Basic stream flow characteristics, including the specific discharge, q (mean daily discharge divided by basin area), and the discharge were determined based on low and high stream flow series (1991–2006). This allows determination of significant relationship between the water quality parameters and hydrological characteristics at the monitoring stations between low and high stream flow.

Statistical analysis

The normality and homogeneity of variance of the associated water quality parameters values were tested by two-tailed Kolmogorov–Smirnov and Levene tests, respectively. These statistical analyses were followed by a t test for the identification of significant differences between low and high stream flow periods. Only those variables for which the t-test statistics for low and high stream flow categories were significant (p < 0.05) were retained for further analysis.

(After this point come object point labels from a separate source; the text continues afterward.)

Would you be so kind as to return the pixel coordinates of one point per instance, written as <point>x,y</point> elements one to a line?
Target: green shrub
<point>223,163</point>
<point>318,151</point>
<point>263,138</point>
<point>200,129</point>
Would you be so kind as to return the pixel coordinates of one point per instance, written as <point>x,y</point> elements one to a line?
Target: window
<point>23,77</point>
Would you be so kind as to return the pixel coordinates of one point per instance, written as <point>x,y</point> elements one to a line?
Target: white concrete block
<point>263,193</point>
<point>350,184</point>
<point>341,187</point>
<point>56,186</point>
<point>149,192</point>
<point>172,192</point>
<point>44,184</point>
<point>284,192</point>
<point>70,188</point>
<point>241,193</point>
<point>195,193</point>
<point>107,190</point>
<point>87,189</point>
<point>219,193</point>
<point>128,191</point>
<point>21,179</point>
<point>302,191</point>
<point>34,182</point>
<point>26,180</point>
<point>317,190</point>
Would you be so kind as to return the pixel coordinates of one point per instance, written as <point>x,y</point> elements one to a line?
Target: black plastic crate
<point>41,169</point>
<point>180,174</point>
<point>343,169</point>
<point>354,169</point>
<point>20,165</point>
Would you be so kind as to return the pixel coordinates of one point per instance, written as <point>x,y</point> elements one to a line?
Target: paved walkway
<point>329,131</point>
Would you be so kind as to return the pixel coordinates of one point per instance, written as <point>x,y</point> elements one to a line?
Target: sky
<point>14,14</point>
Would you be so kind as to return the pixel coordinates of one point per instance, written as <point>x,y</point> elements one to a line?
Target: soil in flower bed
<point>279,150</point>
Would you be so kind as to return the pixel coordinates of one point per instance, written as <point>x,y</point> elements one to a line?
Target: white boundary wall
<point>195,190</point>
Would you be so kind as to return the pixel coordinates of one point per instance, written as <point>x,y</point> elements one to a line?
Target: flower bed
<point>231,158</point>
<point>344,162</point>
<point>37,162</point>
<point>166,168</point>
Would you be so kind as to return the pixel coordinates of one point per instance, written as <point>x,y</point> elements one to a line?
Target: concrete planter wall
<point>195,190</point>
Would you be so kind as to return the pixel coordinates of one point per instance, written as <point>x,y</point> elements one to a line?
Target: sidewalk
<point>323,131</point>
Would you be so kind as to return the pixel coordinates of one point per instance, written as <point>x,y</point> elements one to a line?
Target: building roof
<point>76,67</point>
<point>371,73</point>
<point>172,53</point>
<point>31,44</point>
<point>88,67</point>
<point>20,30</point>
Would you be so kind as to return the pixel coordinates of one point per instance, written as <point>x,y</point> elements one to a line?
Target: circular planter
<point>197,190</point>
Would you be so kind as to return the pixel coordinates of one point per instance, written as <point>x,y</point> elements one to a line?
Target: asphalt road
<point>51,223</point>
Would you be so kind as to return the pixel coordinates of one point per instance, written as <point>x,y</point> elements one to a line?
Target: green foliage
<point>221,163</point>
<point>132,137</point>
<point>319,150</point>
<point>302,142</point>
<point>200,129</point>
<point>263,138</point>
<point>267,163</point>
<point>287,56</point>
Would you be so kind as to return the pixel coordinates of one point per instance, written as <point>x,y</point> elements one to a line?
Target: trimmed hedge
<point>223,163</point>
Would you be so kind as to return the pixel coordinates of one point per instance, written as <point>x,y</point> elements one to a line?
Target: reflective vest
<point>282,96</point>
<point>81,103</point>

Principal components analysis (PCA) was used as the method of factor extraction for this study because it requires no prior estimates of the amount of variation in each surface water quality variable explained by the factors. PCA was performed on standardized variables to eliminate the effect of different measurement units on the determination of factor loading. Factor loadings are the simple correlations between the water quality variables and each factor. In our study, principal components (main factors) with eigenvalues >1 were selected and subsequently subjected to a varimax rotation to minimize the number of variables that have high loadings on each factor. In addition, communalities of every single variable for factor model were calculated to estimate the portion of variance in each variables explained by the rotated principal components. A high communality for a surface water quality variable indicates a high proportion of its variance is explained by the factors. In contrast, a low communality for a surface water quality variable indicates much of that attribute’s variance remains unexplained. Less importance should be ascribed to surface water quality variables with low communalities when interpreting the factors (Nosrati et al. 2015).

Standard, forward and backward stepwise discriminant analysis (DA) was performed for retained surface water quality parameters to select water quality indicators that were most discriminating between the low and high stream flow periods. In standard mode, all variables enter simultaneously into the model. In forward stepwise mode, variables move into the model in successive steps; at each step the variable with the largest significant value will be chosen for inclusion in the model. The stepping will terminate when no other variable has a significant value, whereas, in backward stepwise mode, all variables are included into the model, and then are removed variables step by step; with the smallest significant value until no other variable in the model has a significant value. Thus, as the result of a successful discriminant analysis, one would only keep the important variables in the model, that is, those variables that contribute the most to the discrimination between groups. DA was performed on standardized variables to eliminate the effect of different measurement units on the determination of factor loading (Hill and Lewicki 2007).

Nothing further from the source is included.